Ich habe Claudie Gallay hingegen durch L’amour est une île /Die Liebe ist eine Insel entdeckt und ich wünschte, ich hätte mir eins ihr anderen Werke ausgesucht. Würde ich nicht jetzt die positiven Kritiken über ihr weiteres Werk lesen, so würde ich sicher hier keinen Thread für sie eröffnen. Mir ist mit dem Buch etwas passiert, was mir bisher mit keinem anderen Roman wiederfahren ist: Ich fand es schlecht aber ich möchte mehr von der Autorin lesen. Warum? Der Schreibstil hat was, wenn er nicht übertrieben wird. Und vor allem mag ich den Ansatz, eine Geschichte langsam zu entblättern und das Seelenleben von Menschen aufzudecken. Der dritte Grund ist, dass man schon allein durch das Lesen der Settings ihrer Werke sehen kann, dass Orte und ihre jeweiligen Besonderheiten eine Rolle spielen. Es geht also nicht nur um eine Geschichte, sondern auch darum, einen Ort in Worte zu gießen und seine Charakteristika herauszustellen. Jeder kennt Venedig und Avignon oder hat ein Bild von der rauen Küste des Nordens, aber sie wirken anders, wenn ein französischer Schriftsteller sie beobachtet und beschreibt. Das würde ich gerne weiter erkunden und daher würde ich trotz meiner eher negaitven ersten Leseerfahrung mit dieser Autorin eine Leseempfehlung für ihr weiteres Werk ausgeben. Außerdem ist vieles ja auch Geschmackssache… Falls einer von euch eines der anderen Bücher gelesen hat, wäre ich gespannt auf Erfahrungsberichte.
Hier mein Verriss
Die Liebe ist eine Insel
Eine berühmte und geheimnisvolle Theaterschauspielerin kehrt in ihre Heimat zurück, nach Avignon. Es ist Sommer und die Stadt lebt ihr Theaterfestival, diesmal allerdings Form eines Streiks. Dabei wird Mathilde von ihrer Vergangenheit eingeholt, um die sich das Geheimnis eines von ihr verfassten Stückes rankt. Mitten drin ist ihr ehemaliger Liebhaber und Theaterbesitzer Odon Schnadel (was für ein Name…) und die Schwester eines jungen aber toten Autors, dessen Stück diesen Sommer in Odons Theater aufgeführt werden soll. So in etwa kann man die Rahmenhandlung des Buches beschreiben, doch die tatsächliche ist komplexer und das Entfalten dieser ist der eigentliche Inhalt des Buches.
Auf 411 langen Seiten schält Claudie Gallay das Geheimnis des Stücks „Anamorphose“ eines jungen Autors aus ihren Worten heraus, die kaum mehr sind als Parataxe, dahingeworfen in der Absicht zu provozieren. Das soll aber nicht nur der Stil und die damit einhergehende Kühle, sondern auch die Personen, die kaum mehr sind als grobe Zeichnungen und den Leser ein ums andere Mal auch ratlos zurücklassen ob der Absurdität mancher ihrer Handlungen.
Die eigentlichen Protagonisten sind nicht das einstige Paar Odon und Mathilde, der Theaterbesitzer und die Diva, sondern Marie.

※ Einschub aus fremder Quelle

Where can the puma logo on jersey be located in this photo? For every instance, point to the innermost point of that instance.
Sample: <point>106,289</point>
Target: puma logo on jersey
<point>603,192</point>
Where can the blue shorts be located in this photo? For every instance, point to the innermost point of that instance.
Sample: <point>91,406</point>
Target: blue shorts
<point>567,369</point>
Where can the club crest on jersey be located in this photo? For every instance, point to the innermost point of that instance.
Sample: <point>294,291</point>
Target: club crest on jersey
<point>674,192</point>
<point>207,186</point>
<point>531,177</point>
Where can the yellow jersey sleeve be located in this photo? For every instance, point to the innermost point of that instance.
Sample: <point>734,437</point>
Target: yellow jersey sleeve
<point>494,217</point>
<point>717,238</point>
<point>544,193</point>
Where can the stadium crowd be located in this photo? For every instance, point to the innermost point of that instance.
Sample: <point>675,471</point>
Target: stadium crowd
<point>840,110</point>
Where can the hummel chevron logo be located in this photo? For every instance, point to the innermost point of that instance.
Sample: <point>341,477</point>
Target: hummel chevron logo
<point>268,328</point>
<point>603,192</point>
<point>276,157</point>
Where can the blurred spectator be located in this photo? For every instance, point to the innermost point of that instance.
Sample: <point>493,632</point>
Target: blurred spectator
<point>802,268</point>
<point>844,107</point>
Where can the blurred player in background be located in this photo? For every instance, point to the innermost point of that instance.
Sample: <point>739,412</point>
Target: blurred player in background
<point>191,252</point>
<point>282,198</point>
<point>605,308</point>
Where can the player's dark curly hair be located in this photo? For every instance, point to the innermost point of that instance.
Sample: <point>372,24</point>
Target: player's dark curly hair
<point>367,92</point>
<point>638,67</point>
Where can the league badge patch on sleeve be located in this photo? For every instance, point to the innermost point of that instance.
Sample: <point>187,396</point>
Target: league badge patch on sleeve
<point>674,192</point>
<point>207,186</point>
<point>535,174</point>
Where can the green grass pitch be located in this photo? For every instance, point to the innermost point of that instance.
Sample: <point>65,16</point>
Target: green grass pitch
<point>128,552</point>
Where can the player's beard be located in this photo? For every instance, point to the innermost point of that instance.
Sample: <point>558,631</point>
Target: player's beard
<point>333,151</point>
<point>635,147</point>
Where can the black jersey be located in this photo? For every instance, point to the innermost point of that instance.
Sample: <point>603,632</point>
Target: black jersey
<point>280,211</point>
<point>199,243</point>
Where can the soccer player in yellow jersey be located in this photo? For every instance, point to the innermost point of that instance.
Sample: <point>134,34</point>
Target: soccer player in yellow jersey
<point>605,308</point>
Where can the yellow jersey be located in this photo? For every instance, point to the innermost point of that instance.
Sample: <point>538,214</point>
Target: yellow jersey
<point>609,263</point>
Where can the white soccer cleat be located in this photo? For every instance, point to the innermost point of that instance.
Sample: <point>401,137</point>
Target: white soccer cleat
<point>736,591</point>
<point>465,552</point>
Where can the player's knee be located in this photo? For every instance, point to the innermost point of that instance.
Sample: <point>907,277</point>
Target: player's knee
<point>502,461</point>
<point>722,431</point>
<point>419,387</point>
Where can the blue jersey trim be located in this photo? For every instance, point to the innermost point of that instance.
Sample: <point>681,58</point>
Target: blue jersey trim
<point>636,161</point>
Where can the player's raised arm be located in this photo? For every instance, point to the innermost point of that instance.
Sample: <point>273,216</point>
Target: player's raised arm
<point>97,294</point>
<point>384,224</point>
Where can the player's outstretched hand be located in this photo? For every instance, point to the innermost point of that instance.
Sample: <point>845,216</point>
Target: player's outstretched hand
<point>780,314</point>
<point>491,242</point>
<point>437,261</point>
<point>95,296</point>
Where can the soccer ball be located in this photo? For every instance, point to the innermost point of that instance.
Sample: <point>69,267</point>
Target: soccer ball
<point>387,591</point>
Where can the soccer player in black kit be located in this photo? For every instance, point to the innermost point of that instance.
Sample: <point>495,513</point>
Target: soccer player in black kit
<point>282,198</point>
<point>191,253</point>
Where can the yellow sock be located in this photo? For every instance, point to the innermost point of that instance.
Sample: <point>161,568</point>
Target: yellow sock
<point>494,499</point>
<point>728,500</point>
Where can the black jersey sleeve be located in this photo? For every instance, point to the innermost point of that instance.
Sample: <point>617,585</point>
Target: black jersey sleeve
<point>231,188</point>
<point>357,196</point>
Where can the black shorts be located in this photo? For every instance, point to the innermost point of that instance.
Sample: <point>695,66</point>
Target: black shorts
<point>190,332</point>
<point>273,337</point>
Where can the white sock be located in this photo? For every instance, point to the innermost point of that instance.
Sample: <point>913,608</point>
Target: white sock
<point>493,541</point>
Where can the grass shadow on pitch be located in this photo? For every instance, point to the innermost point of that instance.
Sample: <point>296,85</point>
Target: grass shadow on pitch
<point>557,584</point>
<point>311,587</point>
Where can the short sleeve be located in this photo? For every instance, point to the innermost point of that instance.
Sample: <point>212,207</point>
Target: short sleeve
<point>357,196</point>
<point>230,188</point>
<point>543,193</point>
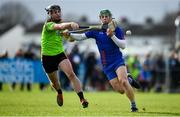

Die Schwester des toten Autors, die hier nach Rache sucht, da sie Odon für schuldig an seinem Tod befindet, wo er sich doch zu spät bei ihm gemeldet hatte, nachdem er ihm unverlangt seinen Text zugeschickt hatte. Das ist bereits absurd und unglaubwürdig und auch ebenso dargestellt. Die Selbstzerstörung Maries ist es aber schließlich, die dem Text den Rest gibt und der interessanten Idee der Rahmenhandlung den Garaus macht.
Träge ziehen sich die Seiten hin und statt Spannung aufzubauen, ermüden die kurzen Sätze und Kapitel, von denen die meisten die Handlung nicht voranbringen, sondern bremsen. Eine Novelle hätte es auch getan. Gegen Ende wagt die Autorin dann gleich zwei kleine Schocker und in der Tat rufen sie im Leser den wohl gewünschten Ekel hervor. Glaubwürdig oder besonders kreativ oder auch nur zumindest sprachlich ausgefeilt sind sie aber nicht. So bleibt dieser Roman unausgegoren und damit eine ziemliche Enttäuschung. „Poetisch, spannend und durch und durch sinnlich“ wie der Teaser auf dem Deckel verspricht, ist hieran gar nichts.